After you've done some homework, you can visit likely advisors more profitably. Most faculty have at least a few ideas that they think might make good projects, or they have ongoing research projects that could use some help. Sometimes talking with a student who has been thinking about potential topics  will suggest something to them. But don't just walk into faculty offices hoping for someone to hand you the perfect problem. This is supposed to be your independent work; trying to figure out what to do is a good place to start being independent.


How original does independent work have to be? There's no single answer, and different advisors will have somewhat different notions, so this is a personal opinion. There should be something about what you do that's new, but it's not that the whole thing has to be brand new. Maybe you do a different version of something that's already been done, or you find a different approach, or you experiment with an new combination of things that already exist, or you do a special case that hasn't been looked at carefully, or you revisit something done long ago but attack with modern systems and tools.

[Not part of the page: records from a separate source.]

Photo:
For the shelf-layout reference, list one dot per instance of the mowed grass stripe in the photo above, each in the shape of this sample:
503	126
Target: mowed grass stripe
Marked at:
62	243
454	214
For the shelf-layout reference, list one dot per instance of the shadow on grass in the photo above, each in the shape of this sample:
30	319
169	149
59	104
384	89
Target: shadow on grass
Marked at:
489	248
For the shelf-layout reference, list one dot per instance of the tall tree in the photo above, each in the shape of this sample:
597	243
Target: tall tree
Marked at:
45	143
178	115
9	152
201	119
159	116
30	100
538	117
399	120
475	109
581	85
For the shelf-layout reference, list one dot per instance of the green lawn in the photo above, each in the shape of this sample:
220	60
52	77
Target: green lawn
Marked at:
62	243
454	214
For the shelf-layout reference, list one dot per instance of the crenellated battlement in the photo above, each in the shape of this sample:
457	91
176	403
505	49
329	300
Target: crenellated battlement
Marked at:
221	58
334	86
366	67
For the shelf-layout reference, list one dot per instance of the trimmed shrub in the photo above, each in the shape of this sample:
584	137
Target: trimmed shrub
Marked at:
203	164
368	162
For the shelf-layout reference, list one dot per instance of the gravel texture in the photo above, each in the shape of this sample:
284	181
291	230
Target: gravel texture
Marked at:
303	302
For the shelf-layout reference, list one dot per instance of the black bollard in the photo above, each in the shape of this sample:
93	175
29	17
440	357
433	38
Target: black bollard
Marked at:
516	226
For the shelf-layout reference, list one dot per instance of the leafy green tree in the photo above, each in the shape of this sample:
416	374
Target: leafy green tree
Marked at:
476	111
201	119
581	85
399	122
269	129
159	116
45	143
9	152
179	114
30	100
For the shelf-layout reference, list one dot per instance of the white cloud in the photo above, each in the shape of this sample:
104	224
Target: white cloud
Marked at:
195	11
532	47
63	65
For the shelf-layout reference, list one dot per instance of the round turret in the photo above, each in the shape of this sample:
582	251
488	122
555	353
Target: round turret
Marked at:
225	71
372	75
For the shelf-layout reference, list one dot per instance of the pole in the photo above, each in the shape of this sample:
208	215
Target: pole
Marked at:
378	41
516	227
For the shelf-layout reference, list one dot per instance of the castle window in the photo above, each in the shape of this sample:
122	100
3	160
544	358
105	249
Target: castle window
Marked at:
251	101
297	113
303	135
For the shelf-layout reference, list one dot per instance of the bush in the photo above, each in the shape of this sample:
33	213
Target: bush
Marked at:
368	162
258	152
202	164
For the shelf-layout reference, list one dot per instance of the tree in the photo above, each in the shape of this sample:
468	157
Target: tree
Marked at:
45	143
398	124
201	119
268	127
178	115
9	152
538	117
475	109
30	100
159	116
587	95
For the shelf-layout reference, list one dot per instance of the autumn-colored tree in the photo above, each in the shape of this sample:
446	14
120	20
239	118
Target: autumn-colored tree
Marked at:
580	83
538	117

Once you've got at least a reasonable notion of what to work on, it's time to think about breaking it into pieces. The ideal is to have a sequence of intended results, such that you could stop at any time and declare success. You don't want to have a project where nothing works until it all works, where everything has to come together at once to make it work at all. You should also avoid projects that require exotic equipment or that depend on other people to do their bit (like filling out surveys, testing your code, etc.).


Now you can sketch out a more detailed plan of what you'll do each couple of weeks throughout the semester. This isn't cast in concrete; it's guaranteed to change as you run into problems, find interesting new things to pursue, and so on.


As you plan, don't forget the various deliverables. You have to give a talk early on; having thought hard about what you intend to do makes your talk more believable. You have to give another talk near the end; thinking about what the dozen slides of that talk would look like will help you organize, and give you specific things to work towards. Finally, you have to write a paper describing what you did. Again, figuring out the general shape will provide a target. Be sure to include some time for these in your schedule, and for the inevitable setbacks, other courses, sickness, and having a life.


During the semester you should check in with your advisor pretty frequently, to keep him or her abreast of progress (or aware that you haven't made any). Preparing a weekly or bi-weekly note that says what you did, where you are, and what you intend for the next period is a useful prod; it also helps to answer the advisor's question of whether you're doing anything at all. You should do drafts of talks and the final paper ahead of time; you can get feedback from your advisor and others, and gain some confidence for when the real thing is due.


As it is for one-semester projects, it's even more so for a senior thesis, because you're expected to do something more substantial and you're working on it for twice as long. It's easy to procrastinate when the deadline seems infinitely far away. Don't blow the fall semester.